The LSH technique is an algorithm that searches in a space of the Hamming distance for data in binary (binary data). Given query data, the LSH technique obtains a hash code by projecting the query data onto a lower dimensional binary (Hamming) space, and then calculates a hash key by using the hash code. The ‘query data’ refers to e.g., at least a part of an image newly input through the image input unit 10, which is to be used to calculate the hash key using a predetermined hash table.
Once the hash key is calculated, the LSH technique linearly searches data stored in buckets that correspond to respective hash keys to determine the most similar data. There may be a number of hash tables used to calculate the hash key in the LSH technique, and the query data may have as many hash keys as the number of hash tables. In an embodiment of the present invention, if n (a natural number) dimensional vector data is to be searched, the hash key may be a b (a natural number) dimensional binary vector, where b is less than n, and the binary vector may be calculated according to b binary hash functions.
A binary hash function is used, as shown in Equation (2) below, to convert vector data x to binary data with a value “0” or “1” through projection, and b-bit binary vector may be projected from b different projection functions.
$\begin{matrix} h_{r} (x) = {\begin{matrix} 1, & if r^{T} x \geq 0 \\ 0, & otherwise \end{matrix} & (2) \end{matrix}$
FIG. 2 is a diagram illustrating data projection according to binary hash functions, according to an embodiment of the present invention. Referring to FIG. 2, the image matcher 50 selected an arbitrary point from among a data set of points. The arbitrary point selected by the image matcher 50 may be projected by, e.g., 3 arbitrarily selected binary hash functions f₁, f₂, and f₃, onto 3-bit vector data 101. The projected selected point becomes ‘1’ by the binary hash function f₁, ‘0’ by f₂, and ‘1’ by f₃. Thus, the selected point is projected onto 3-bit vector data ‘101’ by the three binary hash functions f₁, f₂, and f₃.
When given a large amount of data, the LSH technique groups all the data by hash key values by storing it in a corresponding bucket vectors having a hash key value generated according to a predetermined hash key function in a learning stage.
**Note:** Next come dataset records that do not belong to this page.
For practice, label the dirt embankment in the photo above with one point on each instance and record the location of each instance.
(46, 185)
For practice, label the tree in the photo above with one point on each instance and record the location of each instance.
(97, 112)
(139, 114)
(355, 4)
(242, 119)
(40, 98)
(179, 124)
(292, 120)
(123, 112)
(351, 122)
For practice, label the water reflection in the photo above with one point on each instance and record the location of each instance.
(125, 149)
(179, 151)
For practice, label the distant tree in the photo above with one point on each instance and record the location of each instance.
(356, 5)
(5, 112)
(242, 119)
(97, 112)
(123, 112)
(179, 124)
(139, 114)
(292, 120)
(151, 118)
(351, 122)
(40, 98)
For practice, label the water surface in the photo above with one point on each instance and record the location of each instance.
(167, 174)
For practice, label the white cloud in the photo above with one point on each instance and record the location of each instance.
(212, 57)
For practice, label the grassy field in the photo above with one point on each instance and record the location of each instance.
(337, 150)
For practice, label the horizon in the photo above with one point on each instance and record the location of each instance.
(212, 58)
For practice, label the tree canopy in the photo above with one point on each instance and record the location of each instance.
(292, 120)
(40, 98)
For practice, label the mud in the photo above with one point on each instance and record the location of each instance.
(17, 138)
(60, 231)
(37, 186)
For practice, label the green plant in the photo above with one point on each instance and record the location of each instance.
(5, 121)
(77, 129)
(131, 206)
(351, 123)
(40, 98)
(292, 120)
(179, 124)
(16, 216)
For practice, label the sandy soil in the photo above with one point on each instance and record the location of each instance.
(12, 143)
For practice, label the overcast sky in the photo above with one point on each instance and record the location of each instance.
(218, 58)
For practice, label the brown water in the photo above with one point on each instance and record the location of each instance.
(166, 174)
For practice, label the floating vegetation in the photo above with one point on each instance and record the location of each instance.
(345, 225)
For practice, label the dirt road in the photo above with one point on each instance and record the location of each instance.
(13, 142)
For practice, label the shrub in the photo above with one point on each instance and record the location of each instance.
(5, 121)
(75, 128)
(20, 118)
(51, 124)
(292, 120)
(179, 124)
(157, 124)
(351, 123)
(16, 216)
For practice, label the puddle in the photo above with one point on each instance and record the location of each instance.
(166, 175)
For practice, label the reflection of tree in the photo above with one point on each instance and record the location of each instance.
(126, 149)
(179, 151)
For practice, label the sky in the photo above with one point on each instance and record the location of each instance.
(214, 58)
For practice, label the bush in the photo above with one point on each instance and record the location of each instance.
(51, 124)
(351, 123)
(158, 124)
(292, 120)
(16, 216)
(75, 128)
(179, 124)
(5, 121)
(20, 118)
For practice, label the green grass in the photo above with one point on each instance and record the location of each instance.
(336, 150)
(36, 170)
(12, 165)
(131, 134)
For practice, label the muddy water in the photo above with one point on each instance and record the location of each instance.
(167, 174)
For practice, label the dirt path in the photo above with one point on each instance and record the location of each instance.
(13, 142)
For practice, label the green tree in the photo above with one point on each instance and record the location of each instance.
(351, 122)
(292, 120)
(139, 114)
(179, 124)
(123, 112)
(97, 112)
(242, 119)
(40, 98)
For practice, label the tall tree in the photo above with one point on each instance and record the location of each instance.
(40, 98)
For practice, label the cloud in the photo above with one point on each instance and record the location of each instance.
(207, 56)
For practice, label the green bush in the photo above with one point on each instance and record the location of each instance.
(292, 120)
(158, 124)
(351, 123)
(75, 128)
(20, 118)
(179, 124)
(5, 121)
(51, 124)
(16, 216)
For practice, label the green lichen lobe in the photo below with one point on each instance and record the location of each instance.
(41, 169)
With the LSH technique, given the query data, the image matching apparatus 100 obtains a predetermined number of hash key values by using the hash table. Also, the image matching apparatus 100 may quickly find similar data by determining a similarity between hash key values only within the data set stored in buckets corresponding to the hash key values, respectively.
FIG. 3 illustrates an example of obtaining a descriptor represented as binary data from an image patch when k=2 in Equation (1), according to an embodiment of the present invention.
In FIG. 3, in order to obtain a 256 dimensional local feature descriptor, it is assumed that the descriptor generator 30 has already obtained 256 projection vectors. The image matching apparatus 100 may determine an image patch by projecting a neighboring image patch if a corner point is obtained. The actual image patch is assumed to be a ‘31×31’ size in FIG. 3, and the image matching apparatus 100 may perform Gaussian filtering on the image patch before generating the local feature descriptor.
Given the image to be learned as in FIG. 3, the image matching apparatus 100 converts the image to be reduced with a scaling factor for each level to generate a number of pyramid images, and calculates descriptors for feature points corresponding to respective pyramid images. Positions of points corresponding to respective local feature descriptors and the pyramid image's scale may be stored together in the memory 40.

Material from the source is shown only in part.